R Graphical Manual

Browse All

Last data update: 2014.03.03

R: DiveMaster

DiveMaster

R Documentation

DiveMaster

Description

Implements the DivE diversity estimator.

Usage

DiveMaster(models, init.params, param.ranges, main.samp,
           tot.pop=(100*(divsamplenum(main.samp,2)[1])), numit=10^5,
           varleft=1e-8, subsizes=6, dssamps=list(), nrf=1, minrarefac=1,
           NResamples=1000, minplaus=10,
           precision.lv=c(0.0001, 0.005, 0.005), plaus.pen=500,
           crit.wts=c(1.0, 1.0, 1.0, 1.0), fitloops=2, numpred=5)

Arguments

`models`	list of models; each model is written as a function: function(x, params) { with(as.list(params), <function of params>)}. Examples are given in the ModelSet data file as part of the DivE package.
`init.params`	list of matrices of initial seed model parameters.

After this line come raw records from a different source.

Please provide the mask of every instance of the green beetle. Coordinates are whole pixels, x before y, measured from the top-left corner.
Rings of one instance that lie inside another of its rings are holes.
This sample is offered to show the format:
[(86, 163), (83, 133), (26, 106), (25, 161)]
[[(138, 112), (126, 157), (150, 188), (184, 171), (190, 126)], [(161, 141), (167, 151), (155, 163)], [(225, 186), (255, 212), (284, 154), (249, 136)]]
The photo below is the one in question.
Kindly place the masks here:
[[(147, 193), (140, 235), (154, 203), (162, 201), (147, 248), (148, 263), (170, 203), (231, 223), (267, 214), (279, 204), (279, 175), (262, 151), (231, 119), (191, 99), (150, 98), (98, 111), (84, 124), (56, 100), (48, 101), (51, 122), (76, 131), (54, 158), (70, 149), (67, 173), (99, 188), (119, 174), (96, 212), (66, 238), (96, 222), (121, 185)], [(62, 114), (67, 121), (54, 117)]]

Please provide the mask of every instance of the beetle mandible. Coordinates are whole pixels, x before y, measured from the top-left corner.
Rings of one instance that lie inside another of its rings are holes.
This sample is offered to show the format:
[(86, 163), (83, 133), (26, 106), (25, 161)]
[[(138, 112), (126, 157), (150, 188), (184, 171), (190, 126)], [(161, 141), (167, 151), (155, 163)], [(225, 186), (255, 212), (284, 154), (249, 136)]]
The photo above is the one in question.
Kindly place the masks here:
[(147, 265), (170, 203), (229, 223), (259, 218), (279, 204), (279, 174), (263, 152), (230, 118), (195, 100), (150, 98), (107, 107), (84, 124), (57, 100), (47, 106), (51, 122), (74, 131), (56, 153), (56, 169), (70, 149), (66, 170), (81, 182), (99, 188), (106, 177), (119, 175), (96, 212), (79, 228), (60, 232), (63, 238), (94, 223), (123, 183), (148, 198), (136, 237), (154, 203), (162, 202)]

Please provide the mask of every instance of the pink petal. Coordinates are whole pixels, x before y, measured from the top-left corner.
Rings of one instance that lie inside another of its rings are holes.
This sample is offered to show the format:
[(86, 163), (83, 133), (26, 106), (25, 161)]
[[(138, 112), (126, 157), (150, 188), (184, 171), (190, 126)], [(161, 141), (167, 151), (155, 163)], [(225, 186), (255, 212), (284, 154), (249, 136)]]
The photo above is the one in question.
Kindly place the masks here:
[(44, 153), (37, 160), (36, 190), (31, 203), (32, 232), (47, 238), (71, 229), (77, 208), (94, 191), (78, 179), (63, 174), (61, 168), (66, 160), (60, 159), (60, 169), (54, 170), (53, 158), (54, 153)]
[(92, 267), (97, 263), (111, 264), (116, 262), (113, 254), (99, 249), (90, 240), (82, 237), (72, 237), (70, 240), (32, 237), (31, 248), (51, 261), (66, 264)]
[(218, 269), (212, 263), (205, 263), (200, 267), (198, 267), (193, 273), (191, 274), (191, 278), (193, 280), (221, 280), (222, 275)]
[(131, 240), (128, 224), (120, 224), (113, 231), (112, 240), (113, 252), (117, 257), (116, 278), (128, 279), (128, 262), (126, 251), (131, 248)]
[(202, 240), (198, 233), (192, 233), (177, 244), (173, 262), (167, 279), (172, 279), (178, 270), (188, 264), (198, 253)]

For each matrix, each row represents a given parameter set; each column represents a parameter value. Column names must match parameter names (params) in the corresponding model in the list `models`. Examples are given in the ParamSeeds data file as part of the DivE package.
`param.ranges`	list of matrices of lower and upper model parameters bounds. Used for the modFit function. The first and second row corresponds to the lower and upper bounds respectively; each column represents a parameter value. Column names must match parameter names (params) in the corresponding model in the list `models`. Examples are given in the param.ranges data file as part of the DivE package.
`main.samp`	the main sample, either as a 2-column data.frame (species ID, count of species), or a vector of species IDs.
`tot.pop`	total population (integer); default set to 100x the `main.samp` size.
`numit`	control argument passed to optimisation routine; the maximum number of iterations that modFit will perform. See `modFit` for details.
`varleft`	control argument passed to optimisation routine; see `modFit` for details.
`subsizes`	either number of nested subsamples (integer, must be 2 or greater), or a vector of nested sample lengths. If the former, then the vector of sample lengths will be created using the divsamplenum function.
`dssamps`	list of user specified rarefaction data divsubsamples objects. The length of each component vector of each object in the list must correspond to the vector of nested sample lengths (as defined by the user in `subsizes`).
`nrf`	difference between lengths of successive rarefaction datapoints.
`minrarefac`	minimum rarefaction x-axis value. This argument is not used if list of divsubsamples object is specified in `dssamps`.
`NResamples`	number of resamples used to calculate the rarefaction data. This parameter is not used if list of divsubsamples object is specified in `dssamps`.
`minplaus`	lower x-axis bound for plausibility check.
`precision.lv`	vector of precision level values for each criterion: 1. discrepancy – mean percentage error between rarefaction data points and model predicion, 2. Sample accuracy – percentage error between observed diversity of full rarefaction data and estimated diversity of full data from subsample, 3. local similarity. The scores for each criteria are defined as 1 + (multiples of bin sizes)
`plaus.pen`	penalty score for breaking the plausibility criterion: a model fit should be monotonically increasing and should have a slowing rate of species accumulation.
`crit.wts`	vector of weights of each of the four scoring criteria – fit, accuracy, similarity, plausibility. Default is c(1,1,1,1).
`fitloops`	number of fitting rounds performed for each model. In each round of fitting, the initial seed parameter values for each model will be the fitted parameters of the previous fitting run. This parameter has a significant impact on the computational time. The ‘sweet spot’ is 2.
`numpred`	number of topscoring models used for diversity prediction. Default is 5.

Details

This is the master function of the DivE estimator. The default operation is a combination of four steps. 1. Generate a list of nested samples lengths from the main sample. 2. For each nested subsample, generate a vector of rarefaction data and their associated mean species diversity. 3. Fit to the generated data a set of models. 4. Evaluate the fits according to the DivE diversity estimation methodology and compare the scores across models and fitting criteria.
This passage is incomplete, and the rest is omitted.